Bob Knight the basketball coach was never afraid to express opinions that might make people upset, whether talking to his players or his bosses or the referees, and Bob Knight the ESPN commentator hasn't lost that trait. That's never been more apparent than it was when he talked about Alex Rodriguez on ESPN Radio.
Asked to give his own thoughts on A-Rod, Knight said this:
There are a couple of things that I've always thought about performance-enhancing drugs. You know, Gatorade is a performance-enhancing drug. Anything with electrolytes is performance-enhancing. Who decides what you can use and what you can't and on what basis is it decided? That's always amazed me. Why can you use this and you can't use that? Every time I turn on television there's an energy drink being advertised. Why isn't that performance-enhancing?That's an interesting perspective, and one that won't be popular with Gatorade, an ESPN advertiser. But it's a perspective worth debating: When Gatorade brags on its web site that its scientifically formulated product "delivers performance-enhancing energy to active muscles," how, exactly, is that different than Victor Conte telling athletes that his scientifically formulated products will enhance the performances of their muscles?

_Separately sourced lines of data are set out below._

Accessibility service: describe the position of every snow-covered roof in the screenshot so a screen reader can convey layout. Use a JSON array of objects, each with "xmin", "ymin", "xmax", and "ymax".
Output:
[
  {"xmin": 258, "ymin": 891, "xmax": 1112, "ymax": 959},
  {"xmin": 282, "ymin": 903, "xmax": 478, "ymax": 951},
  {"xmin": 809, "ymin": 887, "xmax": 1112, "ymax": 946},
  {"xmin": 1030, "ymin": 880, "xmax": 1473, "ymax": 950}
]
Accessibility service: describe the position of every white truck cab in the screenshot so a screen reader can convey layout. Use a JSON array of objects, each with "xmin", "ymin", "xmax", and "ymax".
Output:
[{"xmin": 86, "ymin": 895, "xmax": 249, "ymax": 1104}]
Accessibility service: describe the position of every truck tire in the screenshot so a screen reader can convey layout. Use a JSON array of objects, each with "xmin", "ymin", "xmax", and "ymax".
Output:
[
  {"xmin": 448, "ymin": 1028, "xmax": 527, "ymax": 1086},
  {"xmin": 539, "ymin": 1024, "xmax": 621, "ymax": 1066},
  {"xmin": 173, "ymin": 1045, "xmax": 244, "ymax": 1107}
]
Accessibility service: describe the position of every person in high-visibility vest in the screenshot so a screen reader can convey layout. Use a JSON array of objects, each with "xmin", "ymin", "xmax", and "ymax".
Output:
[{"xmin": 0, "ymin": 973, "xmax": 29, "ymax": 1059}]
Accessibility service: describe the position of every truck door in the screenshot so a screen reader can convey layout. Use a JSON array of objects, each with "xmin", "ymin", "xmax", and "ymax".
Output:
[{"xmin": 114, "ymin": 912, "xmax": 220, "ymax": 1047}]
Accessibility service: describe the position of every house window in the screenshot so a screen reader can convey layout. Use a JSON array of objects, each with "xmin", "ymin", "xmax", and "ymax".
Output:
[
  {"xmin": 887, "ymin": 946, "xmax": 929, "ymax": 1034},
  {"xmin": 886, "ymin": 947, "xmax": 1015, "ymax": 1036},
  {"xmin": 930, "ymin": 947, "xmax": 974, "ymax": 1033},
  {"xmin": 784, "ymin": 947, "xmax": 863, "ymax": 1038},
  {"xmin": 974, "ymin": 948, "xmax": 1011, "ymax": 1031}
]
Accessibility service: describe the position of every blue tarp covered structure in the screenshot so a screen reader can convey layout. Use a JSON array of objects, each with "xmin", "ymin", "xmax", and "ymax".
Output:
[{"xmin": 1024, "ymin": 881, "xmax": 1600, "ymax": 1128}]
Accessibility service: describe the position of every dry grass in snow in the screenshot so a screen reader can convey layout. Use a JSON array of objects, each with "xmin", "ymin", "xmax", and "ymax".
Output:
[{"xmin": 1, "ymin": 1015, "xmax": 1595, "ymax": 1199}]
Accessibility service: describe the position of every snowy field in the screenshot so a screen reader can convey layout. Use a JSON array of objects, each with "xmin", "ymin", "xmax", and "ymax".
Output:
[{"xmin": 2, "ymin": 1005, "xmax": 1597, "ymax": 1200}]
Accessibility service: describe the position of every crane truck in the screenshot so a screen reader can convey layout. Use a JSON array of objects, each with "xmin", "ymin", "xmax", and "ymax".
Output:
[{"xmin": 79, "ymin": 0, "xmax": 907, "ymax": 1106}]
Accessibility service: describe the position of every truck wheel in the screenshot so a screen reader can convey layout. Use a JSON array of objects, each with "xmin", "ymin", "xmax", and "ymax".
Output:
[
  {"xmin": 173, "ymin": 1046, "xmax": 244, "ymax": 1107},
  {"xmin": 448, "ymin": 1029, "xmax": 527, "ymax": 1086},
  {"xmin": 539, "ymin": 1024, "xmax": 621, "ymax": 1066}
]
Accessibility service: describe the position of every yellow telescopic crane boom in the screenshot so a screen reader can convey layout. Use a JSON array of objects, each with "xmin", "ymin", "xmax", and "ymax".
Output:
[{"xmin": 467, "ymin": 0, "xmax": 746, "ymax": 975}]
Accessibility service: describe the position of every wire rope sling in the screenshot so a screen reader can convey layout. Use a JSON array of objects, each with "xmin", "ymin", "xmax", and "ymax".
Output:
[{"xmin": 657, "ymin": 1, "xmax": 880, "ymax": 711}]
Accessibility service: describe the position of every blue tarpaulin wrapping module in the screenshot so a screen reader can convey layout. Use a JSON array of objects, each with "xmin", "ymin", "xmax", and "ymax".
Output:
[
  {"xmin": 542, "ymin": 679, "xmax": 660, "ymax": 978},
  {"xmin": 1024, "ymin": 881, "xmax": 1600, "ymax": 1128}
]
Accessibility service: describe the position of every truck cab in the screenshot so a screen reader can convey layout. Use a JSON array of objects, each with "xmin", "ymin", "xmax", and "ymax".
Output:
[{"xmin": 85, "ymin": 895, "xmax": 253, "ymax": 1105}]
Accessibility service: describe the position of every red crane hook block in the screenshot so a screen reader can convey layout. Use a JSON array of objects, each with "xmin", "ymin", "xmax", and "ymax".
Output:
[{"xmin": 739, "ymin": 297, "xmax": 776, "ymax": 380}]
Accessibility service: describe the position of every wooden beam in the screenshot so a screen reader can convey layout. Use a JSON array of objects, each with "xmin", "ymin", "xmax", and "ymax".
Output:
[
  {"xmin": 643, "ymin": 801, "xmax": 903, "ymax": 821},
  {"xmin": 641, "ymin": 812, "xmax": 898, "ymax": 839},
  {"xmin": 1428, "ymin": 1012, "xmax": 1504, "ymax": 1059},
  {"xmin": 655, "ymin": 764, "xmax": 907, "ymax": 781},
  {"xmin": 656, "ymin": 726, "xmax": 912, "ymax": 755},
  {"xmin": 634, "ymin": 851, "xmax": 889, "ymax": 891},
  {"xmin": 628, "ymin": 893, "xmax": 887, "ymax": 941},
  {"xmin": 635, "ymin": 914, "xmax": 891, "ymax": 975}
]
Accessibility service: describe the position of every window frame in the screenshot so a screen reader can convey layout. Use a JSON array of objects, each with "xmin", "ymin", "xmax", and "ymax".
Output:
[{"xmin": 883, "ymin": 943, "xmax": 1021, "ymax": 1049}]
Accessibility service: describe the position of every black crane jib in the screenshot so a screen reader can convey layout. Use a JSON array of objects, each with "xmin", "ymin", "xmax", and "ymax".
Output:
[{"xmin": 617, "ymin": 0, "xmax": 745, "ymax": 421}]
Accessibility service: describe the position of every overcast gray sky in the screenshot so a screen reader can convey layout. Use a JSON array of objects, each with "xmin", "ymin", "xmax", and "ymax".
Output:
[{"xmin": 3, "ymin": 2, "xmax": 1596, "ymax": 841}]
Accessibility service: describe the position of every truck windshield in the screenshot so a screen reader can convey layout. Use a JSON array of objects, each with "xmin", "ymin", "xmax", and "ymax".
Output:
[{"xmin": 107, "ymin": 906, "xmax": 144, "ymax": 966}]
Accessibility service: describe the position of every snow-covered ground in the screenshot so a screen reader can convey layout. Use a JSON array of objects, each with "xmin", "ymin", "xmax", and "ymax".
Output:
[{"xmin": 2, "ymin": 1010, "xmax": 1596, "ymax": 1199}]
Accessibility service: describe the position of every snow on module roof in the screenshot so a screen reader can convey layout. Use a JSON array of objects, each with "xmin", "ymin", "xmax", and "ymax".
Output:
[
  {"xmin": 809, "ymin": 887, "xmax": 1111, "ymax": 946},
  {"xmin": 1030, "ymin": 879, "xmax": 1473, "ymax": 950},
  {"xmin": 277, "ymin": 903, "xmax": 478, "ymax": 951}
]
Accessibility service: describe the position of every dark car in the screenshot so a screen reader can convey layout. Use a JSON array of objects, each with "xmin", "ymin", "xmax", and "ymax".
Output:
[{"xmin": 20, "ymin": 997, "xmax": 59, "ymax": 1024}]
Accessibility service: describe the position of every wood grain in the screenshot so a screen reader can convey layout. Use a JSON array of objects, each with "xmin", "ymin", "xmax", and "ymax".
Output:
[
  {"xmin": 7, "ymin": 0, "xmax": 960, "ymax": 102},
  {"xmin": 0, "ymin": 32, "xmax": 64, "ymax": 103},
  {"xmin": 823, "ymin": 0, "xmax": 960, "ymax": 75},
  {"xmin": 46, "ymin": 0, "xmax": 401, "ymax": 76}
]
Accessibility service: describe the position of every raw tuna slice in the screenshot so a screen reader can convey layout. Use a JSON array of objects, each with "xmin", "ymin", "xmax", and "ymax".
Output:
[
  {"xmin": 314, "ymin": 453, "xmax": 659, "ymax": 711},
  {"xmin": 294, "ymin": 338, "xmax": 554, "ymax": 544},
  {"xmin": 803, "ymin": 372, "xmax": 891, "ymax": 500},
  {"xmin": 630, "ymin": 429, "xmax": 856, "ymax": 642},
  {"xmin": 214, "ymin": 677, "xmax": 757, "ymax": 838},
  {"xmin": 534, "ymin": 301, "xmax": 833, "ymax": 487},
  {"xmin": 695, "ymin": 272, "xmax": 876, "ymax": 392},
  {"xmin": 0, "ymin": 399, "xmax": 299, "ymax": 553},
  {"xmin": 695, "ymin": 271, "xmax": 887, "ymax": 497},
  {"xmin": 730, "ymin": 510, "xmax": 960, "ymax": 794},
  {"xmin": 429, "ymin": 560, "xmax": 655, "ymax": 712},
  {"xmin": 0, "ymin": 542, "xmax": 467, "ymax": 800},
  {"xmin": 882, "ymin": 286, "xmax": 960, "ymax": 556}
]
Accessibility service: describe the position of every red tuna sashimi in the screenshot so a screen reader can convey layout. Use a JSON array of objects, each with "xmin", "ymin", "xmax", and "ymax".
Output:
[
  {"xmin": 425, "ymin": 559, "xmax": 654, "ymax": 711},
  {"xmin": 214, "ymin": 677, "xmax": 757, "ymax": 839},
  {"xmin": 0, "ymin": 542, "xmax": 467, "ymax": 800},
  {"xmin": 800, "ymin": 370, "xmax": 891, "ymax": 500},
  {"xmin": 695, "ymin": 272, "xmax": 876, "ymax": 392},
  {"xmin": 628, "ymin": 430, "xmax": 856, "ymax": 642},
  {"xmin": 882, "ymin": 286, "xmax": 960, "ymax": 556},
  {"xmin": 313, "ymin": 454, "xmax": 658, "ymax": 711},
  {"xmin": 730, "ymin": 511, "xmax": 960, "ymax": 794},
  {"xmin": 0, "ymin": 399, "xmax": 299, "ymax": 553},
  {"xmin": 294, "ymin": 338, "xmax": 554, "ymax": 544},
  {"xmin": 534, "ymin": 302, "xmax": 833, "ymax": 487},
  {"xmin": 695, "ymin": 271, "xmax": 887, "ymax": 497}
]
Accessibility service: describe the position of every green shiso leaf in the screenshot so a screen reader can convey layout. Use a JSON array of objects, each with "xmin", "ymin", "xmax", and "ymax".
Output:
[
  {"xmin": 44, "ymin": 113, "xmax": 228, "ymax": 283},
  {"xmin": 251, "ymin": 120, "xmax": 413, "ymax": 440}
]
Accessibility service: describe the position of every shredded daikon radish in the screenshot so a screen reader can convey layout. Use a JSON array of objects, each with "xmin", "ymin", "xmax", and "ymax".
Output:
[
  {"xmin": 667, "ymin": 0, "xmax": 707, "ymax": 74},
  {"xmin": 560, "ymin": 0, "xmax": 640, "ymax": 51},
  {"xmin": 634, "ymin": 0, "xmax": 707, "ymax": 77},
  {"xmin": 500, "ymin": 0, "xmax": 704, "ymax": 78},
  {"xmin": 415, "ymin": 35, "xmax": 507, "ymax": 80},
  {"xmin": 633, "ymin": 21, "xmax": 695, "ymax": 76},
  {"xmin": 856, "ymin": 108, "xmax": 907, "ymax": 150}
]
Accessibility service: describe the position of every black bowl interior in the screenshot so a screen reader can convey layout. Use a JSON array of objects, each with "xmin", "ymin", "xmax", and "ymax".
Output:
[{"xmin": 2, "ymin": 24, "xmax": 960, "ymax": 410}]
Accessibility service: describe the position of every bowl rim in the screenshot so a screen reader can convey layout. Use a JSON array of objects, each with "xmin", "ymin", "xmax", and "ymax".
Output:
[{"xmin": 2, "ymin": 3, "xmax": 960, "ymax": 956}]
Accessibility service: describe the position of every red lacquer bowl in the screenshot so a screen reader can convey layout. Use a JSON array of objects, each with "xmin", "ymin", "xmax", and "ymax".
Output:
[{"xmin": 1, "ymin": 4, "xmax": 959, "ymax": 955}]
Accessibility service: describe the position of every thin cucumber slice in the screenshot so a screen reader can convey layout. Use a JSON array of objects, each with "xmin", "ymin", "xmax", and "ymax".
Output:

I like Knight's outside-the-box thinking on this. I'm not sure that he's correct, but I am sure it's a perspective I haven't heard from the rest of the sports media world. Everywhere else, reporters and pundits are falling all over themselves to say Rodriguez is guilty of a heinous crime. Knight is one of the few giving any thought to how we've decided which performance-enhancers should be criminalized.